Bien qu'il ait présidé, en 2014, le comité de soutien d'Anne Hidalgo, le député de l'Essonne se dit « déçu par son bilan insuffisant et par sa méthode clivante ». Il a donc décidé de la combattre. Finalement, ce « progressiste » est semblable à la plupart des politiciens, qui se comportent plus en caméléons qu'en araignées. Rien ne dit que, d'ici mars 2020, il ne se rabibochera pas avec le maire actuel, si jamais elle est en passe d'être réélue. Pour le moment, il discuterait avec Mounir Mahjoubi, Pierre-Yves Bournazel, Gaspard Gantzer et même Les Verts.

Histoire, sans doute, de peaufiner son image de rassembleur. Ou de valoriser son influence. Quand on voit le parcours des intéressés, on se demande s'ils sont les plus dignes de confiance. On peut penser qu'ils cherchent tous un moyen d'exister, en espérant ne pas être oubliés par le vainqueur. Cédric Villani tisse sa toile, pour attraper quelques personnalités prêtes à tous les compromis pour avoir une place dans la prochaine équipe municipale. Récemment, il confiait aux journalistes que « les vraies araignées, il ne faut pas en avoir peur, ce sont des alliées de l'humanité ».

Il paraît que, pendant les vacances d'été, le mathématicien a lu Pour l'honneur de Paris, de Bertrand Delanoë, et Revoir Paris, de Pierre-Yves Bournazel. Rebelles et conformistes à la fois. Tel la Sibylle, il s'exprime en oracles ambigus, aux multiples interprétations. Ainsi, il a déclaré à Paris Match : « Quelle que soit la suite de la démarche, il s'agira de rassembler et de travailler sur le meilleur projet », ajoutant qu'« [il] ne considère pas le candidat officiel comme un adversaire ou un ennemi ». Le voilà assuré de trouver une toile de remplacement si, d'aventure, la sienne se déchirait.

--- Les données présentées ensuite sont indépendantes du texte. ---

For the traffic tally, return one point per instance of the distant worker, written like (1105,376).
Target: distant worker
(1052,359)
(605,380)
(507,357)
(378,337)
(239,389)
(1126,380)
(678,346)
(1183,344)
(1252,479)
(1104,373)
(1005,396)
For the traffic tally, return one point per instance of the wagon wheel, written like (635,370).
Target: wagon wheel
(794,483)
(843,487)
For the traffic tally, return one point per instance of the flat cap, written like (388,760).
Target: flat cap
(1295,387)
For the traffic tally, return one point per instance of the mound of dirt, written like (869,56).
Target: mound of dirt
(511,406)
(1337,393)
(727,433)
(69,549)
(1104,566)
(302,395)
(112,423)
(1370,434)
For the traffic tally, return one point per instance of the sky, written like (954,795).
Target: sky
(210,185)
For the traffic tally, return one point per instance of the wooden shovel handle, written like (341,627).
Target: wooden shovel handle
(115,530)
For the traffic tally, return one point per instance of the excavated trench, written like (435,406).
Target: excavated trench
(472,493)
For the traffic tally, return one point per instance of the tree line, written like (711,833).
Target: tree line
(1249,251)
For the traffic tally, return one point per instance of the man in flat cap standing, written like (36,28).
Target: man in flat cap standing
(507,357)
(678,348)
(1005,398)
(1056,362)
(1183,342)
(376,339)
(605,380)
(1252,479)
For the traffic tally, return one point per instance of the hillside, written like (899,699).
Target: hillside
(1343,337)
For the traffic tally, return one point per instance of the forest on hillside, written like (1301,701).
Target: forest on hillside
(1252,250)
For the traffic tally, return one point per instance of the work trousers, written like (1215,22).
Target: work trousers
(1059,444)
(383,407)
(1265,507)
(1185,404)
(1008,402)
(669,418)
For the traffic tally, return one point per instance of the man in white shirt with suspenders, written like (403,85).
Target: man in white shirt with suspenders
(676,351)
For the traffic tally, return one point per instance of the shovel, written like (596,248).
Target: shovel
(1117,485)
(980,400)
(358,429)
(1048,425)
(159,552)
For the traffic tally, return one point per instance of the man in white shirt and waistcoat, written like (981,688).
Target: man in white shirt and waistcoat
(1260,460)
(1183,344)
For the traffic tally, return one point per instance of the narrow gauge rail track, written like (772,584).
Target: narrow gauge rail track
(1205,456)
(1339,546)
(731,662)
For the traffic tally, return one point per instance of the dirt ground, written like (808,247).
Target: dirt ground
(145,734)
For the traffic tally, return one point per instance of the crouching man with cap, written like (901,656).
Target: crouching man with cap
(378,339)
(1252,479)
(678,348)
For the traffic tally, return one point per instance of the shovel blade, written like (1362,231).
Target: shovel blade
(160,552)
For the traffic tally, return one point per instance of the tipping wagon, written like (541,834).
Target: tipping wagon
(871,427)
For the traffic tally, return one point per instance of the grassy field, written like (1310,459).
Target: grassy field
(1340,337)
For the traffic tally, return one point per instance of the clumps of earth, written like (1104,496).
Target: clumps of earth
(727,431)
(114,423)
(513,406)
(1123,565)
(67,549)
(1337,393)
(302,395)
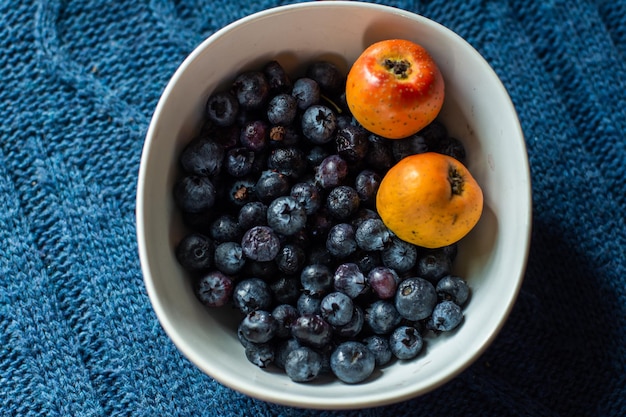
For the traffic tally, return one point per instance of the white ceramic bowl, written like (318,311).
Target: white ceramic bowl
(477,109)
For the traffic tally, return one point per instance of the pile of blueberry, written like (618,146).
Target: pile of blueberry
(278,193)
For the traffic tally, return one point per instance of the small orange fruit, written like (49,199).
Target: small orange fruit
(394,88)
(429,199)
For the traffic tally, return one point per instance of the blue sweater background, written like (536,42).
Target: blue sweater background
(79,81)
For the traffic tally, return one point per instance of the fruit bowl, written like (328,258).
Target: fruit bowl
(477,109)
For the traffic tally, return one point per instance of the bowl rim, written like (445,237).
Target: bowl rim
(290,399)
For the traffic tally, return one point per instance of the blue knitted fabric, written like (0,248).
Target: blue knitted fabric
(79,82)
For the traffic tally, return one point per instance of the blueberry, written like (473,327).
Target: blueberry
(433,265)
(327,75)
(285,315)
(331,172)
(406,342)
(202,156)
(366,185)
(251,89)
(291,258)
(214,289)
(260,354)
(222,108)
(382,317)
(383,281)
(286,216)
(307,195)
(354,326)
(195,252)
(229,258)
(341,241)
(372,235)
(258,326)
(270,185)
(453,288)
(342,202)
(289,161)
(225,228)
(352,143)
(349,279)
(379,346)
(316,278)
(285,289)
(194,193)
(260,243)
(306,92)
(337,308)
(352,362)
(282,109)
(303,364)
(255,135)
(319,124)
(399,255)
(241,191)
(252,294)
(379,155)
(312,330)
(415,298)
(309,303)
(277,78)
(252,214)
(446,316)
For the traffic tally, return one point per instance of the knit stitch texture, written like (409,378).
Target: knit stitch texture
(79,82)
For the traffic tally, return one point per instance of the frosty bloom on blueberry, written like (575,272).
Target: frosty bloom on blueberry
(279,193)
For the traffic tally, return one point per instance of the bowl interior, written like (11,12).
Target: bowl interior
(477,110)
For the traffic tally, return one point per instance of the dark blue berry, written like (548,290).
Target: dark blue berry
(352,143)
(312,330)
(260,243)
(342,202)
(202,156)
(271,185)
(337,308)
(399,255)
(252,294)
(286,216)
(251,89)
(453,288)
(415,298)
(341,242)
(214,289)
(372,235)
(306,92)
(303,364)
(316,279)
(352,362)
(383,282)
(379,346)
(307,195)
(229,258)
(255,135)
(349,279)
(446,316)
(331,172)
(258,326)
(194,193)
(282,109)
(382,317)
(195,252)
(291,258)
(319,124)
(239,161)
(222,108)
(406,342)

Ce qu'il y a de réconfortant, dans ce salmigondis électoral, c'est que tous ces prétendants n'ont qu'une estime très modérée pour Benjamin Griveaux. Dans le JDD, le chouchou de Macron a répété qu'il espérait que son rival malheureux serait, comme il l'a promis, « loyal » et qu'il n'a « pas de raison de douter de sa parole ». S'il éprouve le besoin de le dire, c'est qu'il doute précisément de la loyauté de l'homme à l'araignée. L'Obs précise, de son côté, que son entourage se prépare « à un affrontement avec Villani ».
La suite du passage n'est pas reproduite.